Secondo James Staten, analista di Forrester Research, tra le proposte più interessanti troviamo BladeSystem Matrix di HP, CloudBurst 1.2 di IBM (costruito sulla piattaforma IBM System x BladeCenter), i prodotti per le infrastrutture cloud di Dell e i pacchetti Vblock di Computing Virtual Environment (VCE), coalizione formata congiuntamente da Cisco ed EMC con VMware.

L’idea è la modularità” ha dichiarato Greg Shields, senior partner e di Concentrated Technology LLC, società di formazione e consulenza IT. Ed il concetto è interessante soprattutto per l’ottimizzazione che caratterizza un prodotto destinato a uno scopo specifico, come lo storage.

“Cloud-in-a-box” per lo storage e l’ottimizzazione

Infatti, “in questo momento è principalmente lo storage” che spinge le imprese ad adottarlo, ha sentenziato Rob Enderle, presidente di Enderle Group. “E si presta ottimamente a una soluzione on-demand“, ha aggiunto. Altri usi includono lo sviluppo di applicazioni, un nuovo data center o una graduale sostituzione dei sylos di sistemi obsoleti.

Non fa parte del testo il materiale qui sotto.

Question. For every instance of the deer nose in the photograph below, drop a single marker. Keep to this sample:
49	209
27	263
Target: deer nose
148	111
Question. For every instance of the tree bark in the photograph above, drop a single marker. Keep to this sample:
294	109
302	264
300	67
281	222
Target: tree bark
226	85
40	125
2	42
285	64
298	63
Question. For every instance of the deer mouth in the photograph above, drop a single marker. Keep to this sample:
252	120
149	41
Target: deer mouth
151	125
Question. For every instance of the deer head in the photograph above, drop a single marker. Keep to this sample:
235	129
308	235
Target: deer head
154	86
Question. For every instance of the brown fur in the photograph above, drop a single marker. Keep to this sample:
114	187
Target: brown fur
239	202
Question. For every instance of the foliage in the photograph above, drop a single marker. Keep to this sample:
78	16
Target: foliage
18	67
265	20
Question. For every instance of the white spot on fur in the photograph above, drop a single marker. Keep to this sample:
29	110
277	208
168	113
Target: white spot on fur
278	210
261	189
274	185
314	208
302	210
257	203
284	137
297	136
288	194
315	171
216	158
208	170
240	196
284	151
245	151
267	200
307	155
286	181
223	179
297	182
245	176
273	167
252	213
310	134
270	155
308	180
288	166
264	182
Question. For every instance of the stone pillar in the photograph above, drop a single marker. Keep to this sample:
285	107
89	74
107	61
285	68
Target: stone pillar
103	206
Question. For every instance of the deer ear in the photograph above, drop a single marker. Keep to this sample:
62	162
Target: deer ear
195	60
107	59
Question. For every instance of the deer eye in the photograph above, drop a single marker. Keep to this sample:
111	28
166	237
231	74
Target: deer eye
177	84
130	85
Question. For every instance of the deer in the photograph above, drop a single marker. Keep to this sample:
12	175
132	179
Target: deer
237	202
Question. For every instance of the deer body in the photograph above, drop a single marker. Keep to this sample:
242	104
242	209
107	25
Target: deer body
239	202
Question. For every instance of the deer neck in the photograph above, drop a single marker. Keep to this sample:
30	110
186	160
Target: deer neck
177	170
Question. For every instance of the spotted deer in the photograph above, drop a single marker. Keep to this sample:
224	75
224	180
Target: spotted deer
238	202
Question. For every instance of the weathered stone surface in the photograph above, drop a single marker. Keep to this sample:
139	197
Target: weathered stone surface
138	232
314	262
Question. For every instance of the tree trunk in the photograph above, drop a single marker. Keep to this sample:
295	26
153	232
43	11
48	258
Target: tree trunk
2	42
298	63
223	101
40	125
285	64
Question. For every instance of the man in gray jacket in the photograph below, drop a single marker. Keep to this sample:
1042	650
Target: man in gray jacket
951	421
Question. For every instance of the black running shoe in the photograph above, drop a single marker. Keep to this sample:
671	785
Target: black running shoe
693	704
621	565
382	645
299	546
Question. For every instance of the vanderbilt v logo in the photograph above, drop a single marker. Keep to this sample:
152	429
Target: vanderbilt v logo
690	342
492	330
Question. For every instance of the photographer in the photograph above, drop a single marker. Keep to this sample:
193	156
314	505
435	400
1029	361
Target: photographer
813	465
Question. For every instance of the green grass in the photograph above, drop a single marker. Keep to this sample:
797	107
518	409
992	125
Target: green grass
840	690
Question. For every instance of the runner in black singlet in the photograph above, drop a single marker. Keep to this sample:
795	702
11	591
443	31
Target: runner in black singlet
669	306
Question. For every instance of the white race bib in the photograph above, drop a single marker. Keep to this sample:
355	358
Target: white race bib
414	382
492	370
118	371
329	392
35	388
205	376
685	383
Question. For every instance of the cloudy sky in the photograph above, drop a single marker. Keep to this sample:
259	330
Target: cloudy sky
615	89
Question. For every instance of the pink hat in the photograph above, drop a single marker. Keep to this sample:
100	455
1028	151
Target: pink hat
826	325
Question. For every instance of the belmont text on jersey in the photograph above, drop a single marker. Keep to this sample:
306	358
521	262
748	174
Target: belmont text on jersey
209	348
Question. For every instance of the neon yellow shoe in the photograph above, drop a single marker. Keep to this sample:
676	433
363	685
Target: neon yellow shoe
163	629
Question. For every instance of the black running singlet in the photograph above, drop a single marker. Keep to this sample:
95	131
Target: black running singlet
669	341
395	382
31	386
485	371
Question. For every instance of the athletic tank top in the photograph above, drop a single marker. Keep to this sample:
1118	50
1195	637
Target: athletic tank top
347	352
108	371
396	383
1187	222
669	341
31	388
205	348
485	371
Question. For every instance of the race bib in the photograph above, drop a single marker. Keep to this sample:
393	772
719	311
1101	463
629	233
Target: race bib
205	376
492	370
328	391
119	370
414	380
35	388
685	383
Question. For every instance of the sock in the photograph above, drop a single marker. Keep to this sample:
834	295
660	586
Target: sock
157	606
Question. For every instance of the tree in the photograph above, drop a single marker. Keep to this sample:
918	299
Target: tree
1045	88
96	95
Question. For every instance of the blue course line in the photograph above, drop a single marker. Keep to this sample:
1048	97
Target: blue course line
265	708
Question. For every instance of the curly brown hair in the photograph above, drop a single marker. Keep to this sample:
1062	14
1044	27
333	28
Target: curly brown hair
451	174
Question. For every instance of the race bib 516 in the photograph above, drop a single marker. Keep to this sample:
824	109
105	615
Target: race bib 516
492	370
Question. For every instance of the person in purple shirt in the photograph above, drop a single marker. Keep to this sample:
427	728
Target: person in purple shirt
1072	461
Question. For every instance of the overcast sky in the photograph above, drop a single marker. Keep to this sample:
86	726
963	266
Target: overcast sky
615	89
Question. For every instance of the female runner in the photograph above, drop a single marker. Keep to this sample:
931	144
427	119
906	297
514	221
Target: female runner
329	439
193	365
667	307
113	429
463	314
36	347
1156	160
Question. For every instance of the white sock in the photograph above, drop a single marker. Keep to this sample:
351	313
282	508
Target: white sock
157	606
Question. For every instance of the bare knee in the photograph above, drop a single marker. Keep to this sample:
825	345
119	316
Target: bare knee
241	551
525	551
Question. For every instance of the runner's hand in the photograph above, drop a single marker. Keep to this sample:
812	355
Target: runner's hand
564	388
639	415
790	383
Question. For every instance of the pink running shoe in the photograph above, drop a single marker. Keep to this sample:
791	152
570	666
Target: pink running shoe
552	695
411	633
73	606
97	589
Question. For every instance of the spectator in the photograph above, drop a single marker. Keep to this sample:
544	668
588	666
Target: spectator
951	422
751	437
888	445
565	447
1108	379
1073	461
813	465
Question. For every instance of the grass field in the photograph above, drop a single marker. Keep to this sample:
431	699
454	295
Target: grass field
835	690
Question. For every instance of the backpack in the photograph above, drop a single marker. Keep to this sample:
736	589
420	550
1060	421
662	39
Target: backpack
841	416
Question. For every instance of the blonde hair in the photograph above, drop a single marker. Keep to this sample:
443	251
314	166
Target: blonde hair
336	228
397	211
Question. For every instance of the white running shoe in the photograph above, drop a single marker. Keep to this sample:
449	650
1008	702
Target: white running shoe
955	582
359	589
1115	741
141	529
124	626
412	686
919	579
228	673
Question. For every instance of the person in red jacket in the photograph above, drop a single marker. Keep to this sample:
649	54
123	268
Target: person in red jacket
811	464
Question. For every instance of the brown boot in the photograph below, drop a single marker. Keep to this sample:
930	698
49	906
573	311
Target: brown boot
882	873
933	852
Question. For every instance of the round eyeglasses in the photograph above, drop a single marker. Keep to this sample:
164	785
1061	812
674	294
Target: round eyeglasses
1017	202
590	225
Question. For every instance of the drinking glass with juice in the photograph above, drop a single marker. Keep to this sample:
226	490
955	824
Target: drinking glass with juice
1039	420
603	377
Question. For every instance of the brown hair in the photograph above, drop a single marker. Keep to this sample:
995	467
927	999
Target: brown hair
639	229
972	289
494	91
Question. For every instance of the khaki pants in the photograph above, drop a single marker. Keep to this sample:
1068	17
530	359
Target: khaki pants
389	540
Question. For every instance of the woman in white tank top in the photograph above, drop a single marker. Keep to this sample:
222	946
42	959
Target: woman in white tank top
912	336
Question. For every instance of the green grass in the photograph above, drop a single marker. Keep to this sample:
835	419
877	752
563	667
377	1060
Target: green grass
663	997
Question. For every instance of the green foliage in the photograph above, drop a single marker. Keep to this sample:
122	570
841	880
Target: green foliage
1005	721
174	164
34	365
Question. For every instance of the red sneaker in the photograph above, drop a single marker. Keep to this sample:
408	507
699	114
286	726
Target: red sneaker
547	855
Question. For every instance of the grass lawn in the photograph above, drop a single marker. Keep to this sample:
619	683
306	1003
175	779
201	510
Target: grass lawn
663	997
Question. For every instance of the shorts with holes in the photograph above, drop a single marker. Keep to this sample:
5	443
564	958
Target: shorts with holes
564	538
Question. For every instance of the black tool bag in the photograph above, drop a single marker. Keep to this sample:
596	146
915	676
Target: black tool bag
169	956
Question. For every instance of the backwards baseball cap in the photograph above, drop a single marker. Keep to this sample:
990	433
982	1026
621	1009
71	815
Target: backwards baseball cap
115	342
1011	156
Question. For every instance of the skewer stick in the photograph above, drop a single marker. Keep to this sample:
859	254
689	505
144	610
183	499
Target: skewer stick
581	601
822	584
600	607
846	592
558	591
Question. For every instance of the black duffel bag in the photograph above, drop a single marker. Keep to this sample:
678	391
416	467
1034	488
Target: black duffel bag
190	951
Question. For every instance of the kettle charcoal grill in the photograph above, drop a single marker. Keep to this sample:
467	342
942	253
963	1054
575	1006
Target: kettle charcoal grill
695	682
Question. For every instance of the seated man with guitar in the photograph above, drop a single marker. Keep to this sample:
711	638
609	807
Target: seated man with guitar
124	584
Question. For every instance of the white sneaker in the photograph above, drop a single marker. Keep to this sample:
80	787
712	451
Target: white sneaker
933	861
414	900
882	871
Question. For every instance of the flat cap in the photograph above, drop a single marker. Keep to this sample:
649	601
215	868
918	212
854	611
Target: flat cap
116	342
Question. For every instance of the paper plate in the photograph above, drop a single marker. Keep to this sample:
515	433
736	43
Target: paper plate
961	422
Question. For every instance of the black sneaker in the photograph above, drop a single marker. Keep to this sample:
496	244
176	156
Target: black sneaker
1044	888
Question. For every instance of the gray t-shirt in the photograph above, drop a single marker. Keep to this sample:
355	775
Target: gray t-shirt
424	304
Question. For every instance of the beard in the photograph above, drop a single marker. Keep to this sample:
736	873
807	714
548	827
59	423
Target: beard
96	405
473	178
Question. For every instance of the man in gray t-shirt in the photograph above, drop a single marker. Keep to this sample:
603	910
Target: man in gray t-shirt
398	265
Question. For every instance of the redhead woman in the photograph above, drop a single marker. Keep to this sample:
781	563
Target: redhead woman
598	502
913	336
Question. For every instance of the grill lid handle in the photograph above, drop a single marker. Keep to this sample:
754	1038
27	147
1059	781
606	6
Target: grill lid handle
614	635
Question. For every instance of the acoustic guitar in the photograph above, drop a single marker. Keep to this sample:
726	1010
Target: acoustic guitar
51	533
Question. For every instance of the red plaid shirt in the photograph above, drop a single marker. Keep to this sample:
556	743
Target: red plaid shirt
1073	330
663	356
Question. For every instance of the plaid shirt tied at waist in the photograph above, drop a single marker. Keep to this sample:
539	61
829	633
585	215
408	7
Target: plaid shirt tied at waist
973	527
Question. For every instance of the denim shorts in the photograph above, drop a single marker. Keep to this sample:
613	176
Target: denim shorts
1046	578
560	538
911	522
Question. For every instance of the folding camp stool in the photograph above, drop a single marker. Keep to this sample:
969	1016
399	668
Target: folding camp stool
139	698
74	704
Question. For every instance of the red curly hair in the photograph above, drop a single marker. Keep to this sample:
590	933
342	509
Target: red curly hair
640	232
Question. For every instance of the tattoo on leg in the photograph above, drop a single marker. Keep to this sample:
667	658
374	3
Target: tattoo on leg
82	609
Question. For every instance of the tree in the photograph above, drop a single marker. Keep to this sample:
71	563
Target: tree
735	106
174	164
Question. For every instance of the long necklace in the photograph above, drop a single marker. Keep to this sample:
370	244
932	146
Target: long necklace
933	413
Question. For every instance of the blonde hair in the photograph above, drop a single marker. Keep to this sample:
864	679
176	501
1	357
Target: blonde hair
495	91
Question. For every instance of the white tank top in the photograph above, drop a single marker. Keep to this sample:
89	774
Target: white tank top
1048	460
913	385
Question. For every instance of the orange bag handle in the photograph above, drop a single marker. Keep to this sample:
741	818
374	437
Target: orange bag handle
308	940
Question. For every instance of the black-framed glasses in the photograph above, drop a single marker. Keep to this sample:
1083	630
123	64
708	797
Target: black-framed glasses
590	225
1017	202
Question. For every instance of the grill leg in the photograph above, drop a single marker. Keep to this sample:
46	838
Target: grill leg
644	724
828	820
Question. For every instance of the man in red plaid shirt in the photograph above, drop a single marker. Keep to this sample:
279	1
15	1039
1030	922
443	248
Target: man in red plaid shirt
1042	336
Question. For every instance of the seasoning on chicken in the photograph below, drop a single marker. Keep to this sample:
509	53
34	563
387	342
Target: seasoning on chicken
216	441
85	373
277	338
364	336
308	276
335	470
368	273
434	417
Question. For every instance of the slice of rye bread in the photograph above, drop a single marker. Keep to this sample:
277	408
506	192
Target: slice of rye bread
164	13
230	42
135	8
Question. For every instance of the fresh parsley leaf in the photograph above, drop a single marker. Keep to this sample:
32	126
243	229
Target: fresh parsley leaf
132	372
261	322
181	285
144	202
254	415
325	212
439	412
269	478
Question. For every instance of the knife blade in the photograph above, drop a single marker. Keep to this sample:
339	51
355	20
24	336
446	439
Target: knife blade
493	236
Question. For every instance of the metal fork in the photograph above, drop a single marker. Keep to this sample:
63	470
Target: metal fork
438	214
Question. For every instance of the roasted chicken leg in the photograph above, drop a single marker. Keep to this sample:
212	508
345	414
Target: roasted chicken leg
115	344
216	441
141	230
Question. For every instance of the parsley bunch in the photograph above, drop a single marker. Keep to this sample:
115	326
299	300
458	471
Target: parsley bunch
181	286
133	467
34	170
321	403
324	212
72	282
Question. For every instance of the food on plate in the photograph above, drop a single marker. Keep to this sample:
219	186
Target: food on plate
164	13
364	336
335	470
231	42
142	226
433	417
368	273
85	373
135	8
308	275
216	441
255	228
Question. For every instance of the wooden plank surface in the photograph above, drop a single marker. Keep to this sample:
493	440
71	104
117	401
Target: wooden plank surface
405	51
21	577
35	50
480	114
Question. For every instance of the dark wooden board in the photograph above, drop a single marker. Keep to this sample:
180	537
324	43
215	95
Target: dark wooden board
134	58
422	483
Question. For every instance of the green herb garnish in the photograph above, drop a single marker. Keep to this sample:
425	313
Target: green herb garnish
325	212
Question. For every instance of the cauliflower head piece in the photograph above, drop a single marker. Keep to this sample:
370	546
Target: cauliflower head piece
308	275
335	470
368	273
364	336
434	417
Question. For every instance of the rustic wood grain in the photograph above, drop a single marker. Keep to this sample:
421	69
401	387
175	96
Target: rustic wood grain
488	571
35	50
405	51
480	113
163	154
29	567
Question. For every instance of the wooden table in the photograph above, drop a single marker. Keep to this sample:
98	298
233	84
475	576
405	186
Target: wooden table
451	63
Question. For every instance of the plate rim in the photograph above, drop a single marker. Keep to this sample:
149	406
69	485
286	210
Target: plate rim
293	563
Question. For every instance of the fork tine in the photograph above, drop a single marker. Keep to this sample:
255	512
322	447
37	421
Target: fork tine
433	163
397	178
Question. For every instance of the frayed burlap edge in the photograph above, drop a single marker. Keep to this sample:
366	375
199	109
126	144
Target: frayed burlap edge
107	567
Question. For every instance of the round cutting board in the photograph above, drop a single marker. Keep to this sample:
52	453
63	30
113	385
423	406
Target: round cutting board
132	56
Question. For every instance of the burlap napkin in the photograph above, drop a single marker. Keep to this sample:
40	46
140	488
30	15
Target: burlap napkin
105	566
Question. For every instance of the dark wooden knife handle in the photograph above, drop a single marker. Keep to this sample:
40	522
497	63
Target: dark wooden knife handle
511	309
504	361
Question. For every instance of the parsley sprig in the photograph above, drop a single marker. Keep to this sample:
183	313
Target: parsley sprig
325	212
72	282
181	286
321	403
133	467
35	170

L’altra funzione fondamentale del “cloud-in-a-box” è l’ottimizzazione. Il vero problema del data center, è la sua inefficienza: si hanno quattro o cinque sistemi operativi e decine e decine di applicazioni. Con il cloud-in-a-box si può ottenere una sorta di utility per le informazioni aziendali, con configurazioni di server pre-stabilite: si possono aggiungere capacità quando necessario, e soprattutto si possono fatturare queste risorse in base all’effettivo utilizzo.

Ma allora, dove sta il trucco del “cloud-in-a-box”?

Alcuni analisti sostengono che un cloud privato “in a box” non sia in grado in realtà di fornire tutte le funzionalità cloud richieste normalmente dalle aziende. In altre parole è seducente l’idea del cloud “chiavi in mano”, ma poi alla prova dei fatti vanno analizzate cone attenzione tutte le caratteristiche offerte dai vendor.

Quello che spesso manca è l’orchestrazione di tutti i servizi: mettiamo sul cloud infrastruttura, configurazioni, software, dati ma manca l’interfaccia che consente di gestire tutti questi oggetti. In questo senso possono essere di utilità le soluzioni di CA (3Tera) o di BMC Software: sono piuttosto complesse, ma una volta implementate forniscono il servizio richesto.

Va però sottolineato che il prezzo rappresenta un deterrente per la maggior parte dei CIO. I sistemi cloud privati, come Vblock e CloudBurst, variano in genere tra i 250.000 dollari e 1 milione di dollari, un costo decisamente elevato.